是は此所に住居(すまゐ)仕る。古狐のこつちやう。去程に。此山の彼方(あなた)に。猟師の候。我等の一門を。釣平(つりたひら)げる事にて候。何とぞして。彼が釣らぬやうにと思ひ。則彼がをぢ坊主に。白蔵主(はくぞうす)と申して御ざる程に。これに化て参つて。意見を加へ。殺生の道を思ひ止まらせうと存ずる事で御ざる。何と。白蔵主に好(よ)う似たか知らぬまでい。先づ水鏡を見ませう。(茲にて水鏡を見て。笑ふ。)あはゝ。はア。扨も扨も。似た事かな。まづ。彼が所へ急いで参らう。いや。急ぐ程に早これぢや。物も。甥子内におゐやるか。
▲をひ「いや。をぢの御坊の声がするが。物もは誰(た)ぞ。いゑこゝな。何と思召て。御出なされたぞ。
▲きつね「さればされば。此中(うち)は久(ひさし)く逢はいで。懐かしさに参つたが。何事もおぢやらぬか。
▲をひ「然(さ)れば然(さ)れば。誠に此中は。手前取紛れまして。御見舞も申さず。無沙汰致して御ざる。まづ御息災で。芽出たうこそ御ざれ。いざ内へ這入らしやれませい。
▲きつね「おう。はや内へも這入りませう。其方(そなた)に意見の為(し)たい事が有つて。是迄参つておぢやるが。聴きやらうか。聴きやるまいか。
▲をひ「いや。をぢの御坊様の意見を。聴かぬと事が御ざらうか。何事なり共聞きませう{*1}。
▲きつね「はア。おう。嬉しい。汝(そなた)は。狐を釣りやるといふ事を聞いたが。誠かいの。
▲をひ「いやいや。左様の物を。釣つた事は御ざらぬ。
▲きつね「いやいや。な御隠しやつそ。殊に。狐などゝいふ物は。執心深い物で。其まゝあたん(仇)を為すものでおぢやる。其上狐に就(つけ)て。とつと仔細の有る事でおぢやる。事大事のことでおぢやる程に。必(かならず)必。お止(とま)りやれ。
▲をひ「何しに偽申さうぞ。左様の狐を釣ると事は。なかなか。思ひもよらぬ事で御ざる。

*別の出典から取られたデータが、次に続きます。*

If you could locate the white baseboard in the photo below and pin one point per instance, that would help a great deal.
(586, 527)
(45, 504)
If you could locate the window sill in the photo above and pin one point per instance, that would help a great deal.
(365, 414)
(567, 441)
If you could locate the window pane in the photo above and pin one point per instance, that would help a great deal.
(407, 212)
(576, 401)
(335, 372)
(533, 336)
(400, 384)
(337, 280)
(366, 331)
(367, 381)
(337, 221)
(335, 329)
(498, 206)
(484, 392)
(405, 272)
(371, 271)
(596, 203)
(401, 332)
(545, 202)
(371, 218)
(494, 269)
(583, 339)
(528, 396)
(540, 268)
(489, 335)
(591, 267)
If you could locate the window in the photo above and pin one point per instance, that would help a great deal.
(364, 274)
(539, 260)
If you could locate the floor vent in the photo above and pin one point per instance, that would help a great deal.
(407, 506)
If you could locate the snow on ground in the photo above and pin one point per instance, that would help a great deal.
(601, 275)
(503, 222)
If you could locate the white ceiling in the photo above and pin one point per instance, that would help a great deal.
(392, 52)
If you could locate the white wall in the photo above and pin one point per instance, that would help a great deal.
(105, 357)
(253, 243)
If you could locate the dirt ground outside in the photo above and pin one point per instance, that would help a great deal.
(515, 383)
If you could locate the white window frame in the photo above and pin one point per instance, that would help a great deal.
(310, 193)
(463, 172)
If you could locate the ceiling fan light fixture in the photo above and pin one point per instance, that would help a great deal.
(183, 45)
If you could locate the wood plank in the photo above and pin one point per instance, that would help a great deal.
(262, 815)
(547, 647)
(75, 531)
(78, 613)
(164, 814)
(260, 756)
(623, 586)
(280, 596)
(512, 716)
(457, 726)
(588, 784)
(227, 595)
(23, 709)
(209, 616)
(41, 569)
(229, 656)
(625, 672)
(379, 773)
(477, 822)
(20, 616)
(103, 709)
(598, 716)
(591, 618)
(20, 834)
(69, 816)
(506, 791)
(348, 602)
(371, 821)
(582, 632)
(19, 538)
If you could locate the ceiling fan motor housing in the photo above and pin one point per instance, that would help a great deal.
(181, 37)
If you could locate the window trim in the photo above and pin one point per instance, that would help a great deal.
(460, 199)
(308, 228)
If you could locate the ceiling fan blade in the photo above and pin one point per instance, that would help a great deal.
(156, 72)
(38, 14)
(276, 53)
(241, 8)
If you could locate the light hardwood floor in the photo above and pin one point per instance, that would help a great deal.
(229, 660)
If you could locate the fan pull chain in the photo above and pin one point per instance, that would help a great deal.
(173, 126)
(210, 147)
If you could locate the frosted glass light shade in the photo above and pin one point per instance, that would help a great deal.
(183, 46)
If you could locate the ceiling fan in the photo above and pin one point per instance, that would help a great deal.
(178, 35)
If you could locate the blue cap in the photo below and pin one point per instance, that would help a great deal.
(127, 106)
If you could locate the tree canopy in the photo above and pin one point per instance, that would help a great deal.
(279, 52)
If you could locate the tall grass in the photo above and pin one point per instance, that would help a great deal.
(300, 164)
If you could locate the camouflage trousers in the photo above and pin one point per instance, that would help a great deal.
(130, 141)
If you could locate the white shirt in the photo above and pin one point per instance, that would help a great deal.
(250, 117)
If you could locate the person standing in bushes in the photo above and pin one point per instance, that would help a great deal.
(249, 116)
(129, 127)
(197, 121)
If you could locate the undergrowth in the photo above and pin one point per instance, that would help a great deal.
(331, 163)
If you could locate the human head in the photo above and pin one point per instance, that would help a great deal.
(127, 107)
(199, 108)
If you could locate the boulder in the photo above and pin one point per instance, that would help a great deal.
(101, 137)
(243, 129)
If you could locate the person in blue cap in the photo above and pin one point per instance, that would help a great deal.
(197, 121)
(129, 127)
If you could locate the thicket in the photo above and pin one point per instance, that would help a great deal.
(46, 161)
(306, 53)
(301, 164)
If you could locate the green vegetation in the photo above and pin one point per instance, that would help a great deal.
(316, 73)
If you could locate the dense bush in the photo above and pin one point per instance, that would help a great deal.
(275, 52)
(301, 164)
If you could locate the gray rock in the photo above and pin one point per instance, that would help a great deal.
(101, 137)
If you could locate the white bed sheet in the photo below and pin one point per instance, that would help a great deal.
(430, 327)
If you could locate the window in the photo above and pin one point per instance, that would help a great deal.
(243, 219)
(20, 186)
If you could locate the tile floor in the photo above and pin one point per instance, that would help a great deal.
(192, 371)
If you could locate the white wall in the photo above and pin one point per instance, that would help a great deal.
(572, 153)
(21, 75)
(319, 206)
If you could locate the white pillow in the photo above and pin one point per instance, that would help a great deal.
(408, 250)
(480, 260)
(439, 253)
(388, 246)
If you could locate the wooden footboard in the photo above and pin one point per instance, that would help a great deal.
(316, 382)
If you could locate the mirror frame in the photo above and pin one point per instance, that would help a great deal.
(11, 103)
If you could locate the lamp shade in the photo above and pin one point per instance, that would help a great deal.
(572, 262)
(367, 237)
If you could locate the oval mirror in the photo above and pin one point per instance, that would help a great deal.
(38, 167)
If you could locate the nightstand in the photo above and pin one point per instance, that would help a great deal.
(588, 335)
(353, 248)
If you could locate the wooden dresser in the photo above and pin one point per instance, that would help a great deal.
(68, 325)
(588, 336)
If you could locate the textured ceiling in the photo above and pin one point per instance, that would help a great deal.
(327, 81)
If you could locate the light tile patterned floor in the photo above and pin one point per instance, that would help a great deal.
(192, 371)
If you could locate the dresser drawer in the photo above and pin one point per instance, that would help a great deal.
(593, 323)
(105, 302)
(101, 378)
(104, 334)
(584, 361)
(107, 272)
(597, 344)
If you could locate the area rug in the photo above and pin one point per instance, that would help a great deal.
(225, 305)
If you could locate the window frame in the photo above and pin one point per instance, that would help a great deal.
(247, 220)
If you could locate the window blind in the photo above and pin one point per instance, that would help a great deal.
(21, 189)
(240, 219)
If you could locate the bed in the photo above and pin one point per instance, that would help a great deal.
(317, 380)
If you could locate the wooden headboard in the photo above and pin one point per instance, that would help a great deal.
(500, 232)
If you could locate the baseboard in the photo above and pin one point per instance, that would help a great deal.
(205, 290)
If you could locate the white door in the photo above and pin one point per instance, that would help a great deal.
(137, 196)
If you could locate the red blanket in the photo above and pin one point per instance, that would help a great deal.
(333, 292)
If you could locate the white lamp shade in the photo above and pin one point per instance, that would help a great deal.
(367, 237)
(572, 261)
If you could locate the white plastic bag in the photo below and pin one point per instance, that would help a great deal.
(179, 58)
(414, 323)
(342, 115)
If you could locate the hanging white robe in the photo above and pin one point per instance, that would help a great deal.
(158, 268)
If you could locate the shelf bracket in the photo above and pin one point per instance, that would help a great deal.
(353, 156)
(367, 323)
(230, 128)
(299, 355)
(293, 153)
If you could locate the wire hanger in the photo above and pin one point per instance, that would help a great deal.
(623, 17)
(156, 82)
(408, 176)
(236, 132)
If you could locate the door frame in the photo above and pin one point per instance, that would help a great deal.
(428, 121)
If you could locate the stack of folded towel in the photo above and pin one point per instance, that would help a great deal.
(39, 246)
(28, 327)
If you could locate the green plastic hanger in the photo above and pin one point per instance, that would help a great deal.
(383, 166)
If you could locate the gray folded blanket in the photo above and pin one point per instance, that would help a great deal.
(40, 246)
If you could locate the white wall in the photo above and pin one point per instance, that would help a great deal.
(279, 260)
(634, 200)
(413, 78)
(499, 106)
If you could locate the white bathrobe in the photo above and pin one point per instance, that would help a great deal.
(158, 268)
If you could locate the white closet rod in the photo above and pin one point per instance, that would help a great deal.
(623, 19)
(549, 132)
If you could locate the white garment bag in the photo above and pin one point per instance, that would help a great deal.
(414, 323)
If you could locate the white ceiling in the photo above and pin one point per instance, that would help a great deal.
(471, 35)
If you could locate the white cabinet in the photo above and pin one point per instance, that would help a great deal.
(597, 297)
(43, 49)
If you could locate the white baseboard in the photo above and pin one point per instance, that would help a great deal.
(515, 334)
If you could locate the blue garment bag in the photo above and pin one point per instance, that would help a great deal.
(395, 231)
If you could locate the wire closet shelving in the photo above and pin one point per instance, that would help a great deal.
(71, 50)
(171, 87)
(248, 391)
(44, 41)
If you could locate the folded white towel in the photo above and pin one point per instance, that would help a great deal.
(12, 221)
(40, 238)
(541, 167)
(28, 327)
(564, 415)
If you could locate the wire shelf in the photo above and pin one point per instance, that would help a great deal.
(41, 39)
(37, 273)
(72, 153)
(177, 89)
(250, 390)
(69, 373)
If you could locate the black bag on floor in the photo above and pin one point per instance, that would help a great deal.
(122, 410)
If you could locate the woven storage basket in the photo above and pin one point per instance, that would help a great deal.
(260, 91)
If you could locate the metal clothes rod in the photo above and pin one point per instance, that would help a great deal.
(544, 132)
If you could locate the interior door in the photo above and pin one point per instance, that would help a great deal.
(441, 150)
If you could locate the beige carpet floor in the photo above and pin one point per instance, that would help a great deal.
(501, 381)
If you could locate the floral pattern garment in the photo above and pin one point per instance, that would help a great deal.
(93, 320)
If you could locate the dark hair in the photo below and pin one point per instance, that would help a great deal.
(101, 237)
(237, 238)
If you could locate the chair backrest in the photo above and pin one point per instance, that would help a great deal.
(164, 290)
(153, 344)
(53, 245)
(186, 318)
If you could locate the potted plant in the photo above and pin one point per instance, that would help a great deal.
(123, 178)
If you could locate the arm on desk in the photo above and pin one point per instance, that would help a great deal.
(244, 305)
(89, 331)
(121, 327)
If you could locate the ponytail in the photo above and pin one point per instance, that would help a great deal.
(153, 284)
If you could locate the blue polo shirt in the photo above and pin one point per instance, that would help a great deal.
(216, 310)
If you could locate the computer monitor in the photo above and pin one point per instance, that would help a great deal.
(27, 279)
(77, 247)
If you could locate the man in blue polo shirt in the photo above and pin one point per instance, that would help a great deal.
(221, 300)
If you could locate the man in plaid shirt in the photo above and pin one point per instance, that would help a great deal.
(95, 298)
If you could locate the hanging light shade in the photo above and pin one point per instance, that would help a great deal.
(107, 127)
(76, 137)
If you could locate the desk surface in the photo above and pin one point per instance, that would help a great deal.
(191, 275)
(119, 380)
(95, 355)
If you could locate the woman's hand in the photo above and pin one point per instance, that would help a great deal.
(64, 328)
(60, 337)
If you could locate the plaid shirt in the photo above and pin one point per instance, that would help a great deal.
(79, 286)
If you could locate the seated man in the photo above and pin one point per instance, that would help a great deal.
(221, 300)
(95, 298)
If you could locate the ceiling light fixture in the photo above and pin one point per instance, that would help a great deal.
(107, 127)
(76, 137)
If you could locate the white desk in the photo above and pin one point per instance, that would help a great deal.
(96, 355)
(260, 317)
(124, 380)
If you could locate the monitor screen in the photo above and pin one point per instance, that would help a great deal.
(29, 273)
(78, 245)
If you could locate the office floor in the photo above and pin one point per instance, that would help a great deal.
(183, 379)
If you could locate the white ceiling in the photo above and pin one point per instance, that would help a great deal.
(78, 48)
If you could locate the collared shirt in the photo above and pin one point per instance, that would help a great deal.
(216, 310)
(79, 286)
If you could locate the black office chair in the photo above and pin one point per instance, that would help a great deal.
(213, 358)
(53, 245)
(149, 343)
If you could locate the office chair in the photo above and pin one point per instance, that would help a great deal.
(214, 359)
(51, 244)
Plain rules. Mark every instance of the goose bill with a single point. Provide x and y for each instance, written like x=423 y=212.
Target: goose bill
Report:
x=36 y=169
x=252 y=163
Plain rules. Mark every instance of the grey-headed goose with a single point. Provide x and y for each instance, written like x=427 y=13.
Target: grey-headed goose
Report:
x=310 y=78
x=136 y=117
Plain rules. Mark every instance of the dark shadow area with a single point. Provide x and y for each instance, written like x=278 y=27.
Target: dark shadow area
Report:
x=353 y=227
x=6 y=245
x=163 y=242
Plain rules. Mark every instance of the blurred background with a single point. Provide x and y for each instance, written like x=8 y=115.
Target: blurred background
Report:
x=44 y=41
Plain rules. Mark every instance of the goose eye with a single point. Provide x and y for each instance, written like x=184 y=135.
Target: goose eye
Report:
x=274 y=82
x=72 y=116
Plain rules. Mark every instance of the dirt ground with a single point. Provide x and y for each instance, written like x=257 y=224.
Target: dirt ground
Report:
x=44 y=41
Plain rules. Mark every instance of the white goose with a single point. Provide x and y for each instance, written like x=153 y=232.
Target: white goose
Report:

▲きつね「よいよい。意見の聞くまいといふ事でおぢやろ。此上からは。甥を持たとも思はぬ。ふつふつと。中違(なかたがひ)でおぢやる。然(さ)らば然らば。罷帰る。
▲をひ「申々。まづ戻らしやれい。
▲きつね「厭ていは厭ていは。
▲をひ「平(ひら)に帰らつしやれい。此上は。何を隠しませうぞ。狐を釣りまするが。をぢの御坊の御意見に任せて。ふつふつと。止まりませう。
▲きつね「確(しか)とさうでおぢやるか。
▲をひ「はて。何の嘘をいひませうぞ。
▲きつね「おゝ。嬉しい。是も其方(そなた)の為ぢやぞや。夫に就て。狐の執心深い謂(いはれ)を。語つて聞かせう。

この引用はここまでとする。